Marble Bar: Sydney, Australia

At the end of the day I usually prefer a bargain, but it is nice to occasionally slip into something a bit more luxurious. For some people that might mean a Chanel dress. For me it means 100 tons of National Trust of Australia “A”-rated marble.

How to get to Marble Bar: LB1, Hilton Sydney Hotel, 488 George Street, Sydney NSW 2000

The Rocks Village Bizarre – Week 144

A street magician at The Rocks Village Bizarre: Sydney, Australia

“Gather round folks,” an enthusiastic woman called out to the crowd. One of her front teeth was blacked out and the intonation of her voice seemed oddly antiquated. “Be prepared to see something of the likes you have never seen before. Folks, this one of a kind show is free and truly of the most remarkable order. ”

Barret and I moved in closer with the rest of the curious onlookers and waited for the thick velvet curtain to be drawn. Behind it was an alley with a carpet spread across the cobblestone ground. For some reason the five minute show reminded me of a sly merchant from the Victorian era; all hype and showmanship without actually delivering. You want an elixir to magically cure your gout? Take this cloudy tonic that gives you diarrhea. You want a magic show? Here’s a slight slight-of-hand.

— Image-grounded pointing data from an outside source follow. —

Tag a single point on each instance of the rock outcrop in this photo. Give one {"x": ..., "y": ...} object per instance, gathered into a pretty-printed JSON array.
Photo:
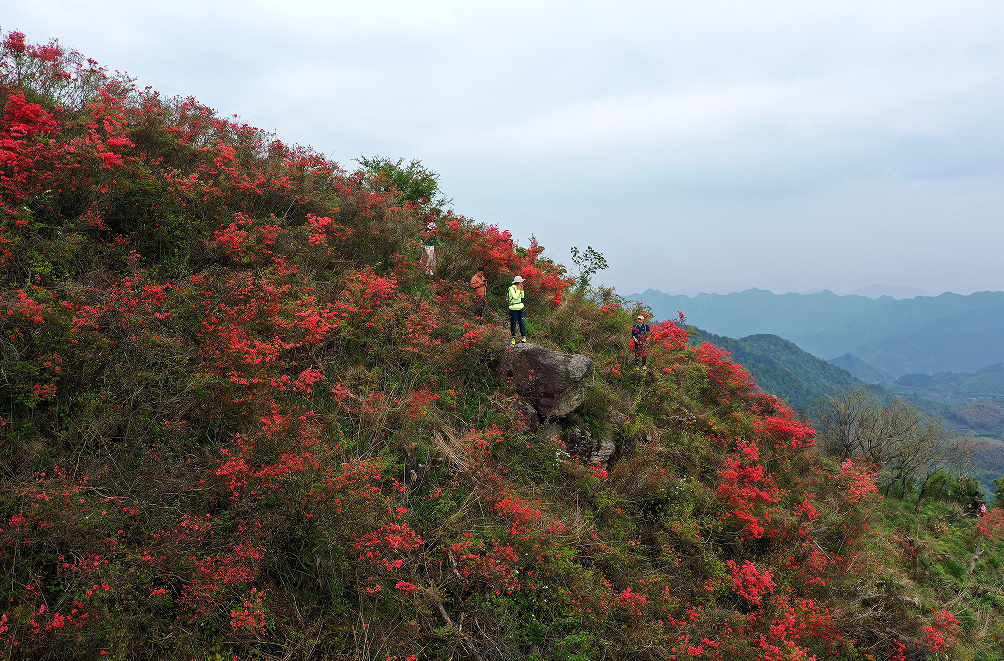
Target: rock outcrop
[
  {"x": 579, "y": 442},
  {"x": 553, "y": 383}
]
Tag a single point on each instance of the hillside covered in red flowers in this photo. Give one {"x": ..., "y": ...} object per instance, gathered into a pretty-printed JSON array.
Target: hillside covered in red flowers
[{"x": 240, "y": 421}]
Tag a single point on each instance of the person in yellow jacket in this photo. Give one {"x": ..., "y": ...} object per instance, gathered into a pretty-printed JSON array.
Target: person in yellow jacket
[{"x": 516, "y": 294}]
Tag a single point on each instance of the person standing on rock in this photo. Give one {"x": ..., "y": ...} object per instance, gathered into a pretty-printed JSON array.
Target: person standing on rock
[
  {"x": 515, "y": 297},
  {"x": 480, "y": 285},
  {"x": 429, "y": 237},
  {"x": 640, "y": 337}
]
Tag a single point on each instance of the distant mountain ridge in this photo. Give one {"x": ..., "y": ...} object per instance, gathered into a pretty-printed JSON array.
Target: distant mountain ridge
[
  {"x": 782, "y": 369},
  {"x": 947, "y": 333}
]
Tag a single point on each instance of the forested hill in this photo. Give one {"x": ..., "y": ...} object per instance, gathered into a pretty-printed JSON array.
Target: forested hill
[
  {"x": 240, "y": 419},
  {"x": 923, "y": 335},
  {"x": 783, "y": 370}
]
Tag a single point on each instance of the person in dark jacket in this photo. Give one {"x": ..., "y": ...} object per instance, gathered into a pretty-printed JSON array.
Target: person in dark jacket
[{"x": 640, "y": 341}]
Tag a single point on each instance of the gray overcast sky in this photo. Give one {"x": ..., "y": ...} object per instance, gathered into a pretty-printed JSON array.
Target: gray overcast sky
[{"x": 700, "y": 146}]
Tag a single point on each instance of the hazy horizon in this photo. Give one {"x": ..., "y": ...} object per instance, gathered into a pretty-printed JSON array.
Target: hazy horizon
[{"x": 713, "y": 146}]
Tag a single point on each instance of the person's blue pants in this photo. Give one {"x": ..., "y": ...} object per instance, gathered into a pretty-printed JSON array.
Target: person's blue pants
[{"x": 516, "y": 316}]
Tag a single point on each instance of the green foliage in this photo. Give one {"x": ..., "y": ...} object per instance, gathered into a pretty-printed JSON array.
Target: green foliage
[
  {"x": 414, "y": 183},
  {"x": 588, "y": 261}
]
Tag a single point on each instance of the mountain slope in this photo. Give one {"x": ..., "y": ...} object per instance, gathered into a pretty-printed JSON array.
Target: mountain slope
[{"x": 241, "y": 420}]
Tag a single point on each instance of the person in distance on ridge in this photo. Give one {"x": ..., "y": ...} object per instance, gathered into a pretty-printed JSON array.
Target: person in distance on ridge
[
  {"x": 515, "y": 297},
  {"x": 639, "y": 337}
]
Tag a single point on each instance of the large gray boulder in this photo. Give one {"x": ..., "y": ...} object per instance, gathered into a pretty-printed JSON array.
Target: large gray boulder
[{"x": 553, "y": 383}]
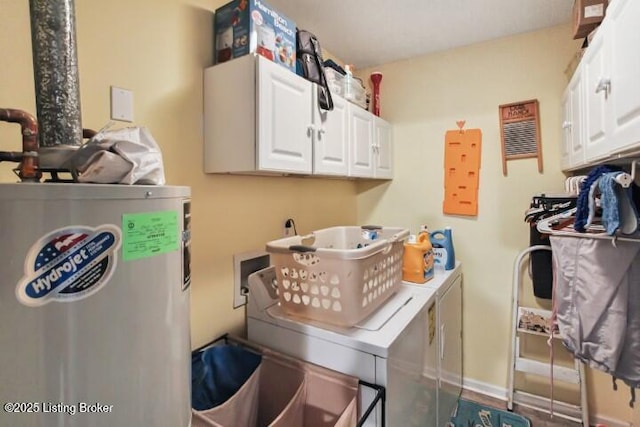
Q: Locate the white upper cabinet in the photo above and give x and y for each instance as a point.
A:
(331, 145)
(257, 118)
(362, 146)
(260, 118)
(594, 68)
(285, 123)
(624, 44)
(608, 98)
(383, 149)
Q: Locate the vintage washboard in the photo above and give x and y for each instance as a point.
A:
(520, 132)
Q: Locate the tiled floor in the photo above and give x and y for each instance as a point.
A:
(537, 418)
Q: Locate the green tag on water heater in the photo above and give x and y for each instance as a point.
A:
(149, 234)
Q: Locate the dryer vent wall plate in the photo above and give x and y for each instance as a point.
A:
(244, 264)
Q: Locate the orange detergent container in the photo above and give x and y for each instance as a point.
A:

A Hole in the Sky pop-up bar at The Rocks Village Bizarre: Sydney, Australia

Every Friday from November 1st– December 20th The Rocks, one of the oldest neighborhoods in Sydney, turned into a sideshow-esque bizarre. The cobbled precinct was filled with curiosities inspired by yesteryear: speakeasys, fortune tellers, and the Push Gangs that ran the streets in the 1880s.

After the dubious magician, Barret and I strolled through the market and past girls in flapper costumes. We picked up a black and white patterned mask and continued down George Street. There were white feathers painted on the sidewalk that led to a pop-up bar called Hole in the Sky, admission by mask only.

The front room, where the DJ and bar were located, was relatively empty. However, there were quite a few people tucked into the warren of minimalistic rooms. The moment we made it upstairs I felt like I had crashed a house party.

A Hole in the Sky pop-up bar at The Rocks Village Bizarre: Sydney, Australia

The room fronting George Street was inspired by clouds but had an industrial edge. The chandelier was made with packing material and the short stools were loosely wrapped in plastic cording. I could feel the crunch of white Astro Turf underfoot.

While Barret and I sipped our wine, the strobe light in the corner slid a pale pink wash across the room. It must have been sunset in the clouds; what a curious world indeed.